Dick resta cloué sur place, ses yeux errant autour de la chambre ; sa figure était l’image changeante de sentiments variés : étonnement, doute, méfiance, amusement. Peu à peu sa pensée se fit plus claire, la méfiance prit le dessus et fut suivie de la certitude du pis. Il leva la tête et, tout à coup, tressaillit violemment. Haut, sur le mur, la tapisserie représentait un chasseur sauvage ; d’une main, il portait une corne à sa bouche et, de l’autre, il brandissait une forte lance. Sa peau était foncée, car il était censé figurer un Africain.

Or, voici ce qui avait surpris Dick Shelton. Le soleil s’était éloigné des fenêtres, et, en même temps, le feu avait flambé haut sur le large foyer et répandu une teinte changeante sur le plafond et les tentures. Dans cette lumière, le chasseur noir lui avait cligné des yeux avec une paupière blanche.

Il continua à fixer l’œil.

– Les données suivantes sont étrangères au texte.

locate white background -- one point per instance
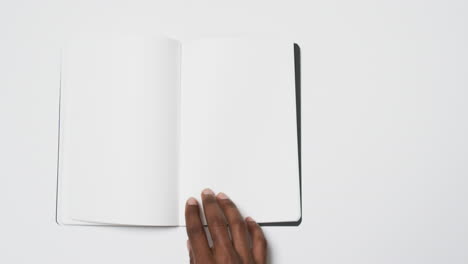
(385, 125)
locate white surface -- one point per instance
(119, 139)
(238, 125)
(119, 132)
(384, 127)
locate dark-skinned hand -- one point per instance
(230, 232)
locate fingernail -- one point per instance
(192, 201)
(222, 196)
(208, 191)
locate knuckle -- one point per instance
(237, 223)
(217, 222)
(194, 231)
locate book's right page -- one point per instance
(238, 126)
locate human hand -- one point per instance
(223, 218)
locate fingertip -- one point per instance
(207, 191)
(222, 196)
(192, 201)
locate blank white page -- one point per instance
(119, 127)
(238, 126)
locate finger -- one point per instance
(189, 247)
(216, 221)
(195, 231)
(259, 244)
(237, 226)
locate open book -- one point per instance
(146, 123)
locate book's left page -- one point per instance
(118, 131)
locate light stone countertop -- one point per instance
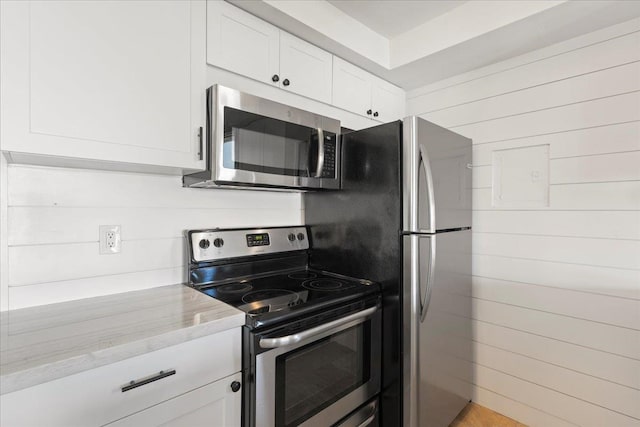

La lumière brillait dessus comme une pierre précieuse ; il était limpide, il était vivant. De nouveau la paupière blanche, s’abaissa une fraction de seconde et l’instant d’après disparut.

Il ne pouvait y avoir d’erreur. L’œil vivant qui l’avait espionné à travers le trou de la tapisserie avait disparu. Le feu ne brillait plus sur une surface réfléchissante.

Subitement Dick prit conscience de sa position. L’avertissement de Hatch, les signaux muets du prêtre, cet œil qui l’avait observé du mur, tout cela s’agita dans son esprit. Il vit qu’il avait été mis à l’épreuve, qu’il avait une fois de plus trahi ses soupçons, et que, à moins d’un miracle, il était perdu.

— Si je ne peux sortir de cette maison, pensa-t-il, je suis un homme mort ! Et ce pauvre Matcham aussi… Dans quel nid de basilics je l’ai conduit !

Il était encore à réfléchir ainsi quand un homme vint en hâte lui dire de l’aider à transporter ses armes, ses vêtements et ses deux ou trois livres dans une autre chambre.

— Une autre chambre ? répéta-t-il. Pourquoi cela ? Quelle chambre ?

— C’est une chambre au-dessus de la chapelle, répondit le messager.

— Elle est restée longtemps vide, dit Dick rêvassant. Quelle espèce de chambre est-ce ?

— Mais une bonne chambre, répliqua l’homme. Pourtant… baissant la voix… on la dit hantée.

— Hantée ? répéta Dick avec un frisson ? Je ne l’ai pas entendu dire. Et par qui ?

Le messager regarda autour de lui ; puis dans un murmure bien bas, il dit : — Par le sacristain de Saint-Jean. On l’a eu à coucher ici une nuit, et le matin… pst !… il avait disparu. Le diable l’avait emporté, dit-on ; ce qui est sûr, il avait bu tard la nuit précédente.

Dick suivit l’homme avec de noirs pressentiments.